Abstract

In this paper, a novel vehicle detection scheme via Cascade Evolving Network (CEN) is presented, which is designed for our highway vehicle detection dataset captured from super wide-angle lens. The highway images are in multi-scale, and almost all cars are dense and seriously obscured. To handle such obstacles, CEN makes better use of contextual information by proposing and refining the object boxes under different feature representations. Specifically, our framework is embedded as a light-weight cascade network. First a Light-weight Parallel Network (LPN) with a small Intersection Over Union (IOU) is applied for extracting multi-scale feature map. The parallel two networks, Coarse-grained Network (CgN) with a smallest IOU and Fine-grained Network (FgN) with a bit larger IOU produce multi-scale candidate boxes with various settings of prior anchors. The smallest IOU is designed for small objects whose IOU is smaller than large ones. Another two subnetworks refine the vague edges of proposals afterwards with gradual increasing IOU. For maximizing contextual information, three subnetworks connect together. Meanwhile, a new novel feature fusion method, named Grouped Region Proposal Network (GRPN) is adopted. CEN achieves the promising results on our highway vehicle detection dataset.

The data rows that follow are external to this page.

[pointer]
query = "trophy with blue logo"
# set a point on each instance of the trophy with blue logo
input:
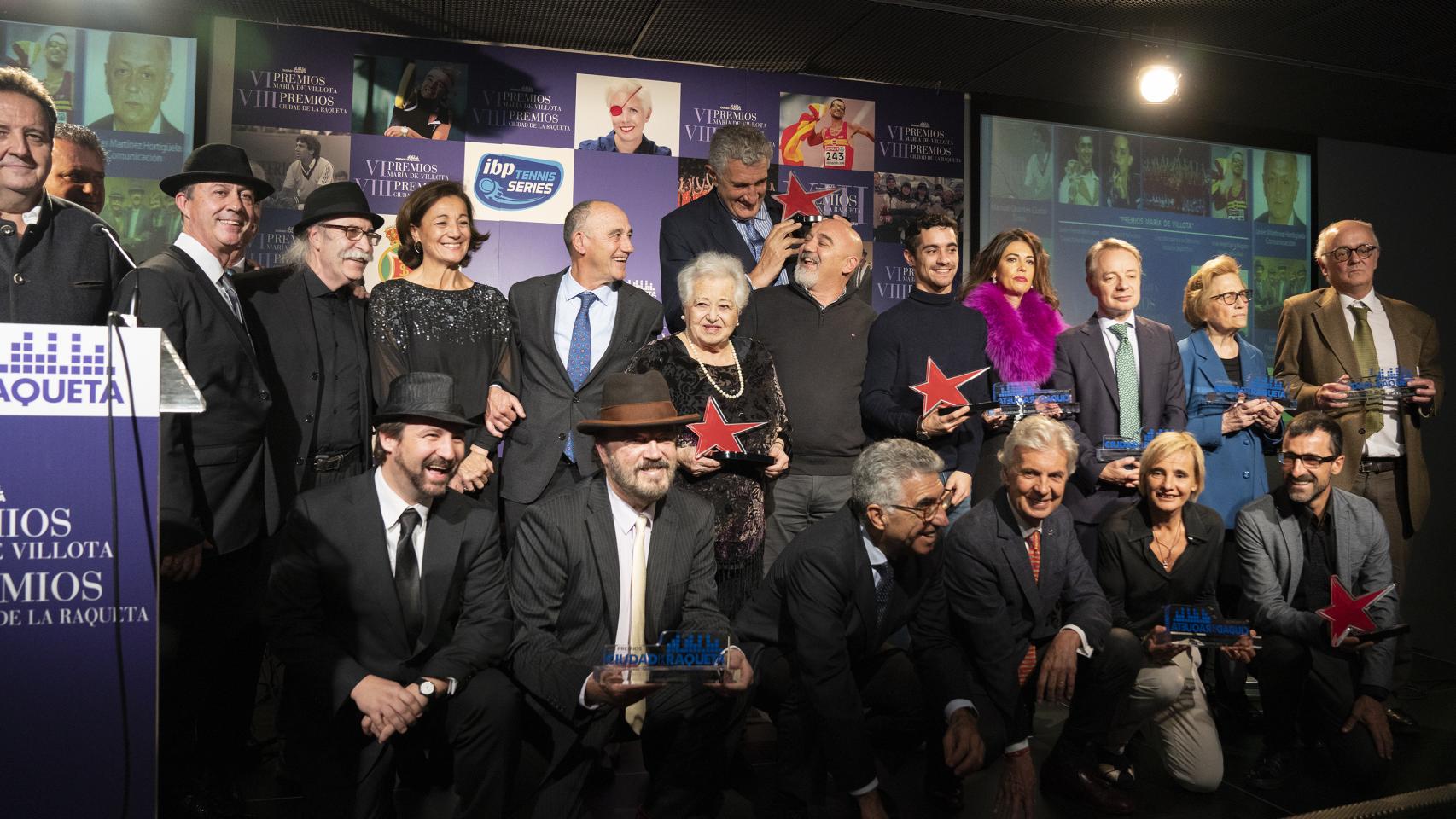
(678, 656)
(1020, 399)
(1228, 393)
(1197, 626)
(1115, 447)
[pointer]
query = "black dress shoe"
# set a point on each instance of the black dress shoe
(1062, 774)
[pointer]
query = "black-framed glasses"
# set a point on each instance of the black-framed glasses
(1342, 253)
(352, 233)
(928, 511)
(1311, 462)
(1233, 297)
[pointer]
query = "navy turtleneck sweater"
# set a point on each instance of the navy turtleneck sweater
(900, 340)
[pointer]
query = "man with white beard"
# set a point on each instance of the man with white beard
(817, 332)
(312, 340)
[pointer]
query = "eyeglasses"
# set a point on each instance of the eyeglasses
(354, 233)
(1311, 462)
(1342, 253)
(926, 514)
(1233, 297)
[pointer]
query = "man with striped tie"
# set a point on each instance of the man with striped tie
(1035, 624)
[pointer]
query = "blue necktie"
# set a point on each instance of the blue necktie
(579, 358)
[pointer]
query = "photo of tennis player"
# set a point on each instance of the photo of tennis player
(818, 131)
(408, 98)
(614, 113)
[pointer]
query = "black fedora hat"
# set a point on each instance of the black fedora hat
(422, 394)
(336, 200)
(635, 399)
(216, 162)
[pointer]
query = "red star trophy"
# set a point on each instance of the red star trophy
(800, 204)
(1350, 614)
(942, 392)
(717, 435)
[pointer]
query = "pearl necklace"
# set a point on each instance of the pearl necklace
(692, 351)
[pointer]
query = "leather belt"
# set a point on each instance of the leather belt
(1372, 466)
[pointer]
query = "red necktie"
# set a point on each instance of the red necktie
(1028, 662)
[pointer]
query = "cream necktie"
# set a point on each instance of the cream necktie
(637, 712)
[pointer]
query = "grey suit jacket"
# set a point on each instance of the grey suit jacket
(536, 443)
(999, 608)
(565, 591)
(1272, 561)
(1085, 369)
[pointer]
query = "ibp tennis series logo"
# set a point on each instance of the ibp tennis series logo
(513, 182)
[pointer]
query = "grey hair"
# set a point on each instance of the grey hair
(884, 466)
(713, 265)
(82, 136)
(577, 218)
(743, 142)
(1037, 433)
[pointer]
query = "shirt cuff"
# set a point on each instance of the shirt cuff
(1085, 651)
(955, 706)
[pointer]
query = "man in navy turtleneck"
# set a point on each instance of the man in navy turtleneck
(929, 323)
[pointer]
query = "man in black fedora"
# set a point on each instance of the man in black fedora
(218, 495)
(387, 607)
(312, 340)
(619, 559)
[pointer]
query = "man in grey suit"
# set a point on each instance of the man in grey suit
(616, 561)
(1124, 381)
(1035, 624)
(1290, 543)
(575, 328)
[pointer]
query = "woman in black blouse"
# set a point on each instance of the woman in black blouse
(705, 363)
(1165, 550)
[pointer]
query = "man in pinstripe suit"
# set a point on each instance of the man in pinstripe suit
(619, 559)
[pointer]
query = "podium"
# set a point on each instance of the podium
(79, 415)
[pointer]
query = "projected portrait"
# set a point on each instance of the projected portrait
(818, 131)
(616, 113)
(128, 80)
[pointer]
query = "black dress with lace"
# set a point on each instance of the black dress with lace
(737, 495)
(465, 334)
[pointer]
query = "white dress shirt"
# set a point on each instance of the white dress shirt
(391, 507)
(602, 315)
(1385, 444)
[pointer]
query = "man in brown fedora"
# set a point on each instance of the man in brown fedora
(619, 559)
(312, 340)
(387, 607)
(218, 495)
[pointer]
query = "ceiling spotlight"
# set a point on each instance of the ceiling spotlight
(1158, 84)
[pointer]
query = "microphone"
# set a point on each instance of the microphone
(102, 229)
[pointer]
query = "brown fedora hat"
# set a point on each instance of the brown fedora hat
(635, 399)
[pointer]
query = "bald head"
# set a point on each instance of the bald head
(829, 256)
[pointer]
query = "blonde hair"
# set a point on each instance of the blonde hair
(1196, 293)
(1167, 445)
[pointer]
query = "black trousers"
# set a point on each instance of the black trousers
(1315, 687)
(352, 775)
(688, 741)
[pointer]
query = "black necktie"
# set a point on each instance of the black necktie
(406, 575)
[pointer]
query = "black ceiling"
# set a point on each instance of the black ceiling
(1366, 70)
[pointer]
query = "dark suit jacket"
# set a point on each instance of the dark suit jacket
(218, 480)
(1085, 369)
(1313, 348)
(998, 608)
(699, 226)
(565, 591)
(332, 610)
(818, 607)
(288, 351)
(536, 443)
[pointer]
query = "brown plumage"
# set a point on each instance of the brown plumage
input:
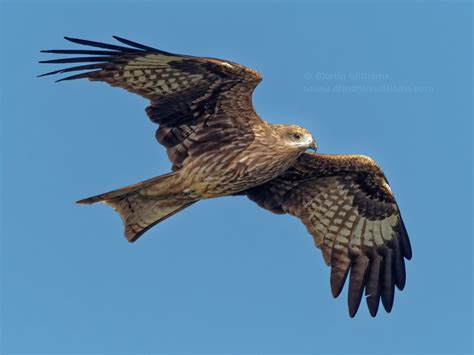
(219, 146)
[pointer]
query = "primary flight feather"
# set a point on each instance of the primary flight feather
(219, 146)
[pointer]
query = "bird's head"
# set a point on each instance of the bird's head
(297, 137)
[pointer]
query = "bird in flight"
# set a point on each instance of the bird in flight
(219, 146)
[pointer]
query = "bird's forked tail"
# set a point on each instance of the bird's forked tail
(143, 205)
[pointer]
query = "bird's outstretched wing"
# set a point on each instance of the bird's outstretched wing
(194, 100)
(348, 207)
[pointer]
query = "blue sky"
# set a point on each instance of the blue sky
(389, 80)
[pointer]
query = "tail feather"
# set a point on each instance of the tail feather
(141, 206)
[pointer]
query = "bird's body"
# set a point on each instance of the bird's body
(219, 146)
(222, 172)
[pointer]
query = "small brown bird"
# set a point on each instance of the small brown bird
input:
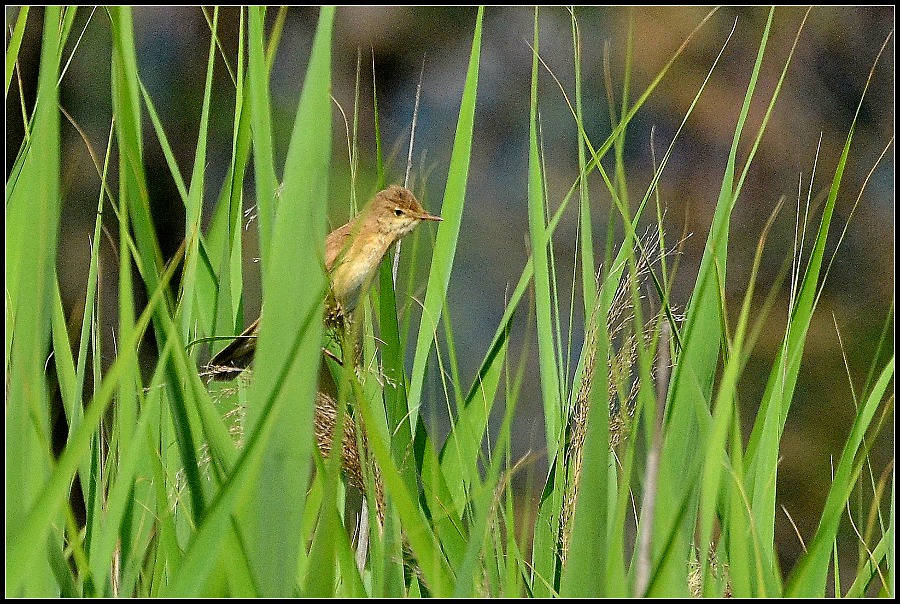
(352, 253)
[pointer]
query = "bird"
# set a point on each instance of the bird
(352, 254)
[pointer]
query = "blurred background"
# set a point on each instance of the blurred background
(807, 131)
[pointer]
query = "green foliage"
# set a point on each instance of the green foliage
(198, 490)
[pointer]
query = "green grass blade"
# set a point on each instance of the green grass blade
(539, 242)
(762, 449)
(691, 386)
(15, 42)
(293, 283)
(33, 214)
(261, 126)
(811, 573)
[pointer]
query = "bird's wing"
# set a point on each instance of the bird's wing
(336, 244)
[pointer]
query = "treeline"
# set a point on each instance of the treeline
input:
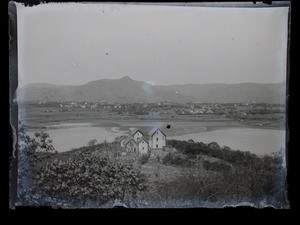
(231, 176)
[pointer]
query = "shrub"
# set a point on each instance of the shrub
(176, 158)
(88, 177)
(216, 166)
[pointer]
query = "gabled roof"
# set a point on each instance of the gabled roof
(136, 132)
(151, 132)
(142, 139)
(128, 140)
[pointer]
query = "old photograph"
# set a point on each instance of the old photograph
(151, 105)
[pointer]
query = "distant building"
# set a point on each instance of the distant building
(157, 139)
(142, 143)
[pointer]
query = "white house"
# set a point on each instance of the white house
(131, 145)
(140, 143)
(143, 146)
(157, 139)
(137, 135)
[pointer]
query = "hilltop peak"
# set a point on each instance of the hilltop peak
(126, 78)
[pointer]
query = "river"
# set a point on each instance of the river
(260, 141)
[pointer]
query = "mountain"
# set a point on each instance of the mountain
(127, 90)
(124, 90)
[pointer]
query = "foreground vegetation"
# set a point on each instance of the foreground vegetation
(102, 175)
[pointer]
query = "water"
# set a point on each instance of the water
(259, 141)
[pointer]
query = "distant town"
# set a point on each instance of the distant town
(258, 114)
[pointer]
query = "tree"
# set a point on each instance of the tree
(29, 156)
(89, 178)
(92, 142)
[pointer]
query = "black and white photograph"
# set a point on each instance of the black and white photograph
(151, 105)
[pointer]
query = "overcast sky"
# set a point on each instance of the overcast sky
(77, 43)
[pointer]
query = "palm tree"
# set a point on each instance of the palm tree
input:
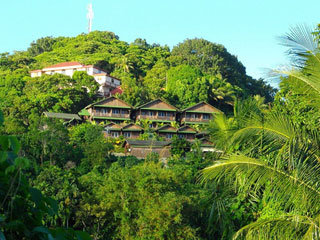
(278, 158)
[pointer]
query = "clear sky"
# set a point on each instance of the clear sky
(247, 28)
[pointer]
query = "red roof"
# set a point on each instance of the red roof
(116, 90)
(65, 64)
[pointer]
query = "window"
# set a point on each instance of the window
(127, 134)
(161, 114)
(114, 134)
(115, 111)
(206, 116)
(181, 136)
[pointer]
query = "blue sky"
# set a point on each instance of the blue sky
(247, 28)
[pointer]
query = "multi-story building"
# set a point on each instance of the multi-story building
(157, 111)
(130, 130)
(107, 82)
(167, 131)
(200, 113)
(187, 132)
(110, 109)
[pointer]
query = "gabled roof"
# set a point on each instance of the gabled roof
(206, 142)
(132, 127)
(189, 109)
(84, 112)
(186, 129)
(112, 126)
(144, 106)
(101, 101)
(116, 90)
(64, 64)
(66, 116)
(167, 128)
(148, 143)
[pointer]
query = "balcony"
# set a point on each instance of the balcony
(188, 119)
(155, 117)
(111, 115)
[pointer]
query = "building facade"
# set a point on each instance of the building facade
(200, 113)
(156, 111)
(107, 82)
(110, 109)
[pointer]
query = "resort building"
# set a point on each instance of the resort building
(187, 132)
(200, 113)
(156, 111)
(107, 82)
(167, 131)
(130, 130)
(142, 148)
(110, 109)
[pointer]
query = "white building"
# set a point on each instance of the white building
(107, 82)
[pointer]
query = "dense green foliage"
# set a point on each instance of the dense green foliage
(274, 153)
(123, 197)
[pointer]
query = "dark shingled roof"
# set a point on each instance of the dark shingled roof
(66, 116)
(148, 143)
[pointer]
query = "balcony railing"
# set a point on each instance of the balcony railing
(155, 117)
(120, 115)
(196, 120)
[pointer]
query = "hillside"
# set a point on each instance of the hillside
(195, 70)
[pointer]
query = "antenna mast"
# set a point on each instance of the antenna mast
(90, 16)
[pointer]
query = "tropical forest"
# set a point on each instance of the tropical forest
(68, 180)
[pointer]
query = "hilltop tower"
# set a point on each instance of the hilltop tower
(90, 16)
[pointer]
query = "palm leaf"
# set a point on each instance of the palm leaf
(295, 190)
(284, 227)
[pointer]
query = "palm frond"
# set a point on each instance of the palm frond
(269, 133)
(298, 189)
(301, 43)
(284, 227)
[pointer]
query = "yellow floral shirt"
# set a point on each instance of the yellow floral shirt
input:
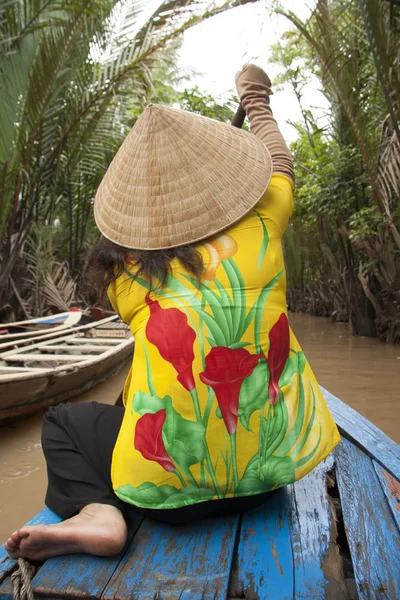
(220, 400)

To verify the robustness of the network, an evaluation on the DETRAC benchmark dataset is implemented, and obtain a significant improvement over the baseline model of Faster RCNN by 13.11% for mAP. This shows that the initial boxes can be better refined for both localization and recognition in CEN. Furthermore, Our network achieves 7-11 FPS detection speed on a moderate commercial GPU, which is much more effective than the baseline model.